Add WWW-Authenticate header for 401 response
response_403 says "Unauthorized"
It must be: 401: Unauthorized 403: Forbidden
The whole list can be found at: http://en.wikipedia.org/wiki/List_of_HTTP_status_codes for those that hate RFCs.
Since back in the '90s the were not so strict in using 'authorise' and 'authenticate' and messed it up...
It could had been: 401: Unauthenticated 403: Forbidden
a 401 should be provided with a "WWW-Authenticate" header as well
IMHO 401 should NOT result in a "WWW-Authenticate". Really annoying if you get a popup as user and you can enter anything without a chance to get ever authenticated.
I don't care if you do not like it but the RFCs say you MUST:
«The 401 (Unauthorized) status code indicates that the request has not been applied because it lacks valid authentication credentials for the target resource. The server generating a 401 response MUST send a WWW-Authenticate header field (Section 4.1) containing at least one challenge applicable to the target resource.»
see: http://tools.ietf.org/html/rfc7235#section-3.1
In most html-web-surfing situations, you would not return a 401 anyways, you will het rerouted to a "/login" page with a 3xx status code.
On 10/27/2014 04:13 PM, Theo van Hoesel wrote:
I don't care if you do not like it but the RFCs say you MUST:
«The 401 (Unauthorized) status code indicates that the request has not been applied because it lacks valid authentication credentials for the target resource. The server generating a 401 response MUST send a WWW-Authenticate header field (Section 4.1) containing at least one challenge applicable to the target resource.»
see: http://tools.ietf.org/html/rfc7235#section-3.1
In most html-web-surfing situations, you would not return a 401 anyways, you will het rerouted to a logion page with a 3xx status code.
— Reply to this email directly or view it on GitHub https://github.com/PerlDancer/Dancer2/issues/732#issuecomment-60608962.
So why would you annoy user because the developer throws 401? It doesn't make sense. If the developer doesn't use the proper code, it is his fault not Dancer's. You can put add that RFC requirement in the docs.
Regards Racke
Modern Perl, Dancer and eCommerce consulting.
We fixed the status name.
We should follow the RFC and add the right header. I'd like to see a separate issue for that though.

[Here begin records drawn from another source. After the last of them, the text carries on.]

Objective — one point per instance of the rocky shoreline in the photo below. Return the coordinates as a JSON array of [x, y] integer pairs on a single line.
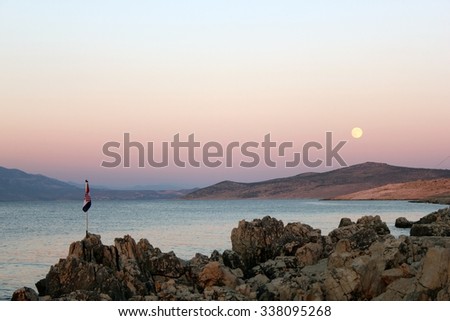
[[268, 261]]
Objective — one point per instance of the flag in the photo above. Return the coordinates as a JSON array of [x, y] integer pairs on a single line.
[[87, 198]]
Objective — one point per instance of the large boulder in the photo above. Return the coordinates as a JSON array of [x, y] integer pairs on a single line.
[[25, 294], [434, 224], [363, 233], [403, 222], [264, 239], [257, 241]]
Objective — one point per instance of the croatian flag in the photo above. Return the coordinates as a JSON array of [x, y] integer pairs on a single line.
[[87, 198]]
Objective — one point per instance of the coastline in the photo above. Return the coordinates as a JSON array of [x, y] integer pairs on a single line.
[[268, 260]]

Adding the right header will be quite some challenge... It means you then also need to know how the client/surfer needs to Authenticate itself. But I will leave that up to you guys, there seems not to be too much enthusiasm in using WWW-Authenticate in the usual web applications.
Using WWW-Authenticate is a disruption for the user.

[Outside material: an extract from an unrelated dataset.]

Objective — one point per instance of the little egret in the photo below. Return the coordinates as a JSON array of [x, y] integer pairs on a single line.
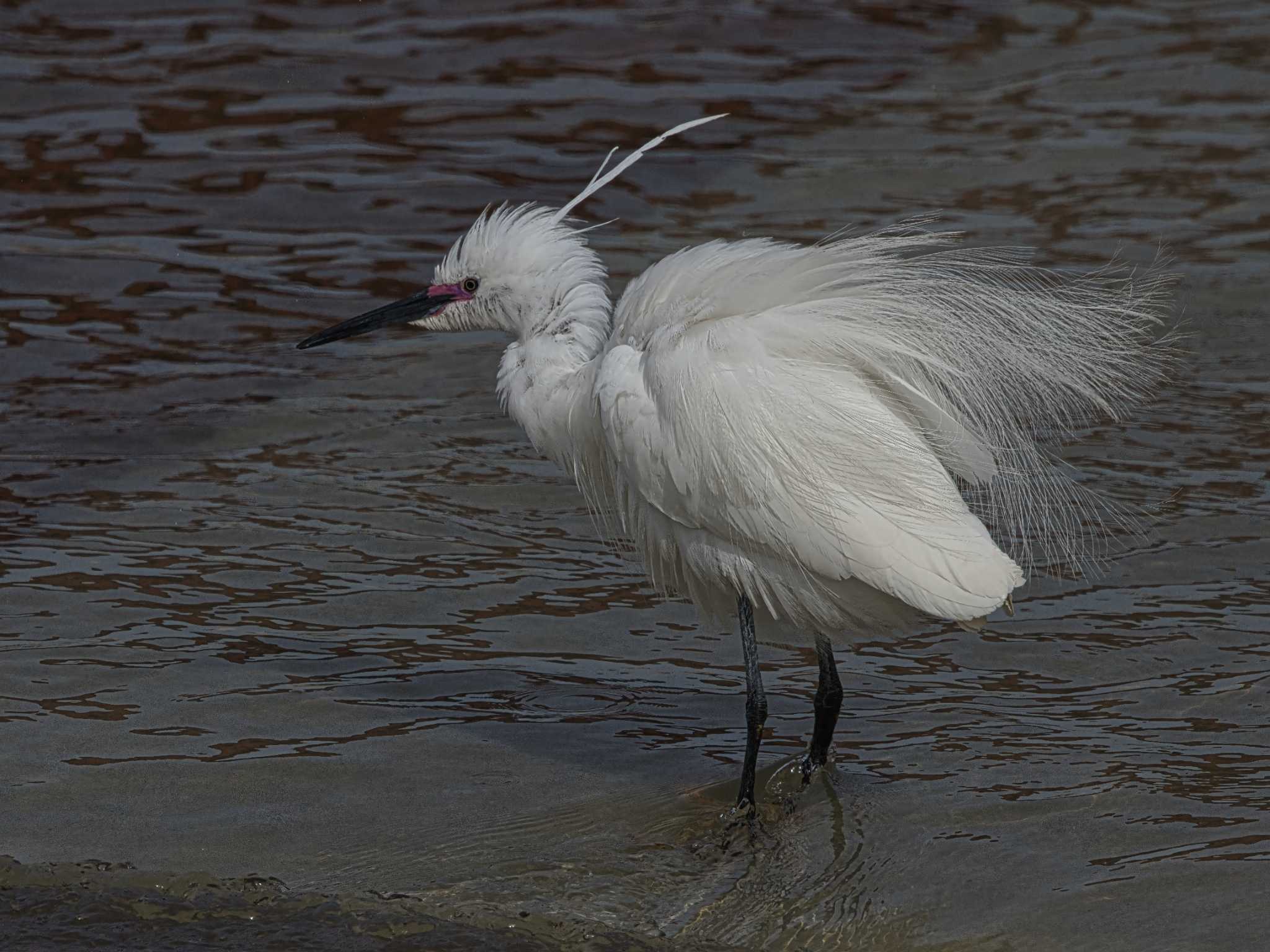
[[819, 436]]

@racke it's the RFC, whether we like it or not.
@racke , ues, it might be disrupting what some think is te 'normal' flow, but think about it... the normal flow for web-applications is to route the user to a /login page with a hidden parameter that contains the original location. You do not use a 401 status in those cases. No worries
Yeah, but a typical error is to use 401 for the case that the user is authorized, but lacks permission for a specific link.

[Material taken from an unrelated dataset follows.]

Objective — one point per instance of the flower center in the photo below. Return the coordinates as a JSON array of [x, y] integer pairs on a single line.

I recommend to make sure to clearly document this and put out a warning on the users list.
Maybe also a "dont_care_about_rfc" option.
In fact, Dancer::Plugin::Auth::Extensible and Dancer2::Plugin::Auth::Extensible are using 401 in one specific case.
@racke «a typical error is to use 401 for the case that the user is authorized, but lacks permission for a specific link» .... THAT is a typical 403, FORBIDDEN
please do not make the confusion the original authors made... it should have been:
401 Unauthenticated
So, once you're in, being authenticated, you can end up at resources or webpages that you do not have sufficient access rights to, being unauthorised, you are FORBIDDEN to go there.
I know now, but you will find that in many Dancer applications. You can't really break them without being careful.
I hope not that many Dancer applications follow that design, for then I do hope that the browsers are way smarter and will have to cleanup the shit.
If I understand the way DPAE and relatives handle it now, this is what is actually being returned:
HTTP/1.1 401
Server: DancerX
Content-type: text/html
<HTML>
...
</HTML>
Now lets just hope that the missing "WWW-Authenticate" and the presence of valid html might fool the browser, and simply render the page.
But that behaviour is not what we het when doing some LWP stuff:
if ($response->is_success) {
print $response->decoded_content; # or whatever
}
else {
die $response->status_line;
}
I'd love to 'see' a demo of a D2PAE that does return a 401
We should return a 401, document it clearly, and submit requests to plugins that in their newer (fixed) versions (if any fixing is needed), it will rely on the latest Dancer2 which adds the WWW-Authenticate header.
I'd be surprised about such broken behavior in applications that rely on 401 which doesn't initiate an authorization. That's like relying on a redirect providing content.
I edited the issue title to correspond to the current topic.
When the app returns a 401 the RFC intent was that the WWW-Authenticate header would contain a 'challenge' usually specifying a domain for authentication. That makes sense for basic or digest auth. But what if the app is doing OAuth or something with JWT's? Dancer does not know that, so it does not know what to put in the header. In my mind the responsibility is with the app developer to set that header, with whatever domain or whatever. Then return the 401 as needed. It may be that the correct action is for the app to redirect to a login form. @racke I agree.
This issue looks to be stale, would you close it when you get a moment please?
Once more: http://tools.ietf.org/html/rfc7235#section-3.1...
401 (Unauthorized) MUST send a WWW-Authenticate header field...
The original issue however had nothing to do with sending the headers, it was a wrong naming for the 403 status... Forbidden
and resumé... if one does dancer login pages with a redirect to /login - that page is supposed to be with 200 (OK), it's just a normal web-page request/response. And one could login with OAuth and so on.
Using dancer as an API, is a whole different thing - and i leave it up to the ones that implement any of the plugins... it is typically the client that does not know how to handle the OAuth responses from a server that sends off a 401.
time to rethink my own Dancer2::Plugins.